Yirmi yıl önce Karadeniz'den yola çıkan bir Şahin dolusu aile
üyesiyle ülke çapında akraba turuna çıkmıştık. Klimasız mavi bir Şahin'le yazın
bağrında Giresun'dan, İstanbul, Bursa, Aydın, Konya ev Ankara'ya gidip 15 gün
gezip yuvamıza geri dönmüştük. Bu gezinin tek akrabasız lokasyonuydu Konya.
Hepimiz ilk defa gitmiştik, bir yer bilmiyorduk, ilk defa otelde kalmıştık.Yani
benim için tüm gezinin en heyecan verici durağıydı ve o an 2-3 yıl sonra uzun
soluklu bir ilişkimizin başlayacağının henüz farkında değildik...

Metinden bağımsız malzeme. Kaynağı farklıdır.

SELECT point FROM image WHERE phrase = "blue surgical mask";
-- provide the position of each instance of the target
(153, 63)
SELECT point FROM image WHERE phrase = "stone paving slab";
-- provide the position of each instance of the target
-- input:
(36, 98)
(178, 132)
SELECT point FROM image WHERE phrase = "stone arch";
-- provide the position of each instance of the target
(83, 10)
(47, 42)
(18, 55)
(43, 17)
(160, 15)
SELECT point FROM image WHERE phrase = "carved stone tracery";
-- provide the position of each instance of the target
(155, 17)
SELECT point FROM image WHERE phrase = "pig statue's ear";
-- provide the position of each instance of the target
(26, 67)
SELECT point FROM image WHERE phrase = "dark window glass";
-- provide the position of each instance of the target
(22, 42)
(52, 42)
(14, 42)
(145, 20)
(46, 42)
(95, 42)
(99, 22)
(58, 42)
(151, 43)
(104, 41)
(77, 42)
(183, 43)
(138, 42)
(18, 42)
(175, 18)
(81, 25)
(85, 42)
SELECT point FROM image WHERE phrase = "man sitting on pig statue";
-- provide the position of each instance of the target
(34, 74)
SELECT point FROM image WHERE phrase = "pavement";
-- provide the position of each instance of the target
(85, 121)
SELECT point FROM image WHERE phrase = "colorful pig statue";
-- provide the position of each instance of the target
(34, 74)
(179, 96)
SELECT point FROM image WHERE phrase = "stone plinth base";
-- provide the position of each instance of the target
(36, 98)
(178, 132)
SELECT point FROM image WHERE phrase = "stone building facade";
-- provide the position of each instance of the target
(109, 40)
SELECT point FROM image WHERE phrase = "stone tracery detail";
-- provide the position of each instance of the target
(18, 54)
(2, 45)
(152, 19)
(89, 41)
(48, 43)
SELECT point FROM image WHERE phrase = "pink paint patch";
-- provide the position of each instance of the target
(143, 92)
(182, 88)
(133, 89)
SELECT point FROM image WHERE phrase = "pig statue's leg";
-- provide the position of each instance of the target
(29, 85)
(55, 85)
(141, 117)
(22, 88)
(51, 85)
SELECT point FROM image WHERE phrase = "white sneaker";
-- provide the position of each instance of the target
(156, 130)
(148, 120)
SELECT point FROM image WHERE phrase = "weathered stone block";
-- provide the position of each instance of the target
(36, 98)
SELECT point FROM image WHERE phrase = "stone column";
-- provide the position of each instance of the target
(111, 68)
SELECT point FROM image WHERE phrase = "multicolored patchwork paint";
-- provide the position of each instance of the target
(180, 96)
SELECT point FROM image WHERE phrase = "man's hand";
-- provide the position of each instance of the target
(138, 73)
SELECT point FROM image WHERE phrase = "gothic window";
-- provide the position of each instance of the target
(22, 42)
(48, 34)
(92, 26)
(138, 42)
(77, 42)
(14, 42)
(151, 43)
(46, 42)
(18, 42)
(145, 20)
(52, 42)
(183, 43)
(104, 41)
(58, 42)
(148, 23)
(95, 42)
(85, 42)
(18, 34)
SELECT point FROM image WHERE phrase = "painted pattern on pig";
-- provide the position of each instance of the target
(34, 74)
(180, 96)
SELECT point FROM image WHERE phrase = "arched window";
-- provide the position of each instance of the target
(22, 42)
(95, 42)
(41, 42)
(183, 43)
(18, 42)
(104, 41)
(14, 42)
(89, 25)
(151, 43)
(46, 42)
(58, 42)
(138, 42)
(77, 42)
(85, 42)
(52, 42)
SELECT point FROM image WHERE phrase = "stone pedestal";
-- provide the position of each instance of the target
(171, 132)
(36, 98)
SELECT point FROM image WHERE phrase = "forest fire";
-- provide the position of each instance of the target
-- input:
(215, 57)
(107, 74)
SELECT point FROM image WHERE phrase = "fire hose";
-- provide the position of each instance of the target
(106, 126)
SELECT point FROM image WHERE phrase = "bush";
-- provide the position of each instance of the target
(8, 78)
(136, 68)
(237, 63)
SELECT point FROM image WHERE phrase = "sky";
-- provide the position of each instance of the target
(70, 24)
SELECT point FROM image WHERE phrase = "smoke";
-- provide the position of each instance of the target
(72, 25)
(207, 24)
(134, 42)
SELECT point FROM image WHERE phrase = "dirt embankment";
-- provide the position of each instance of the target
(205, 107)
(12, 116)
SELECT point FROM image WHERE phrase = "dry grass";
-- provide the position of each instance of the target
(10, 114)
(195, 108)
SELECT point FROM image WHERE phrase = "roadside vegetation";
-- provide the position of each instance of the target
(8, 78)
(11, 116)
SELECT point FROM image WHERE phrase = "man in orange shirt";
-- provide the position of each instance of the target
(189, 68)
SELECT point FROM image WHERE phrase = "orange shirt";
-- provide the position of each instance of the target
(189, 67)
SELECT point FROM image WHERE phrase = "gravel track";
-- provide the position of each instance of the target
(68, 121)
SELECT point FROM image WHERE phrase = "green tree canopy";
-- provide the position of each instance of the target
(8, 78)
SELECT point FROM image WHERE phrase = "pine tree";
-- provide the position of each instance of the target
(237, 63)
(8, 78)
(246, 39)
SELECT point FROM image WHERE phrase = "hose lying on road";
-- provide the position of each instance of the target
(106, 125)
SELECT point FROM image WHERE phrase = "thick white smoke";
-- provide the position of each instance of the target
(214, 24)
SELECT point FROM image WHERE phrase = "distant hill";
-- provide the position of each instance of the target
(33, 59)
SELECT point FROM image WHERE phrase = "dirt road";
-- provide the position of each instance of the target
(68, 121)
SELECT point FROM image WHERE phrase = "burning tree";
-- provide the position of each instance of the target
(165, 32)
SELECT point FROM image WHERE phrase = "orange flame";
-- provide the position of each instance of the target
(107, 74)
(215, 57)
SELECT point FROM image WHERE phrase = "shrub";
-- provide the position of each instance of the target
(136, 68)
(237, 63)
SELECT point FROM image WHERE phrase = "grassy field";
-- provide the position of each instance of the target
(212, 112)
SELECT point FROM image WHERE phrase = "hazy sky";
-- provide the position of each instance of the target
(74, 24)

İkinci karşılaşmamız bu geziden üç yıl
sonra oldu. Bir gece kalıp gezip tozup eve gitmek güzeldi de, üniversite için
dört yıl burada olacağını bilmek hiç zevkli değildi...
Geriye dönüp baktığımda çok güzel günler
geçirdim demek isterdim ama ilk aklıma gelen çok soğuk günler geçirdim oluyor
vallahi... Yani bir soğuk ancak o kadar soğuk olabilir...Nasıl anlatsam bilmem
ki bir memleket daha da soğuk olamazmış gibi geliyor bana...Daha da soğuk bir
memlekete gitmedim gerçi bu ondan da olabilir tabi...
Dört yıl da böyle geçirdikten sonra ben
artık sevgili yuvam İstanbul'a dönüp Konya'
yı unutmuştum ki çeşitli sebeplerle gezmek için Konya'ya yolum düştü tekrar...
yı unutmuştum ki çeşitli sebeplerle gezmek için Konya'ya yolum düştü tekrar...
Konya'yı aile gezisi ve üniversite hayatı
dışında başka bir gözle görmeme sebep olan bu gezileri her zamanki seyahat
ekürim Melo ile yaptık. Ve üstad Vedat Milor'u takip ederek gezerken başlığı
terennüm edip durduk...Gez dünyayı, ye Konya'yı...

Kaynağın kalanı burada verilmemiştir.